The first thing we need to do is to setup a new role for our backup job, this role will have the ability to manage snapshots and write logs to CloudFormation (so we can monitor those backup jobs).

  TutorialLambdaBackupRole:
    Type: AWS::IAM::Role
    Properties:
      AssumeRolePolicyDocument:
        Statement:
          - Effect: Allow
            Principal:
              Service: lambda.amazonaws.com
            Action:
              - sts:AssumeRole
      Policies:
        - PolicyName: TutorialLambdaBackupRolePolicy
          PolicyDocument:
           Statement:
             - Effect: Allow
               Action:
                 - ec2:CreateTags
                 - ec2:CreateSnapshot
                 - ec2:DeleteSnapshot
                 - ec2:Describe*
                 - ec2:ModifySnapshotAttribute
                 - ec2:ResetSnapshotAttribute
                 - xray:PutTraceSegments
                 - xray:PutTelemetryRecords
                 - xray:GetSamplingRules
                 - xray:GetSamplingTargets
                 - xray:GetSamplingStatisticSummaries
                 - logs:*
               Resource: "*"

We've seen all of this stuff before: we create a new role and we associate the AWS service (in this case Lambda) and the AssumeRole action, letting whoever we assign the role the ability to "assume" it.

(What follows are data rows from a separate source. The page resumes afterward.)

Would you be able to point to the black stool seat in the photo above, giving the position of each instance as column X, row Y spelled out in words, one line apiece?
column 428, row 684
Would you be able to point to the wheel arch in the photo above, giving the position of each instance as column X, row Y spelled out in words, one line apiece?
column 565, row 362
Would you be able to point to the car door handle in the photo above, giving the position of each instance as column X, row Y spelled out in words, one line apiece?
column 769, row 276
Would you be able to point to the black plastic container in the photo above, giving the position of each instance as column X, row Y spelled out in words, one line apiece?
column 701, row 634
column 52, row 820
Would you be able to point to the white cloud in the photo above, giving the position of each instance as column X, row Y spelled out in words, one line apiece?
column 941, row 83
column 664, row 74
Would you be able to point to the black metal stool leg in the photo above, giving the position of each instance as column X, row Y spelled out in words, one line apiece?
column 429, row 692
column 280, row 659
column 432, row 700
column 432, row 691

We then create a new policy for the role that allows whoever assumes this role access to manage snapshots for our account as well as the ability to write to the CloudFormation logs and the Amazon X-Ray (tracing) service.

Next we create our Lambda process, I'm going to leave out the code for now and we'll go over that next. There are better ways to get your backup script into your Lambda but they all involve adding a lot of complexity to this article. When you have the time and energy you can look into this on your own (or maybe I'll write another article). In any case, having the script inline works for now.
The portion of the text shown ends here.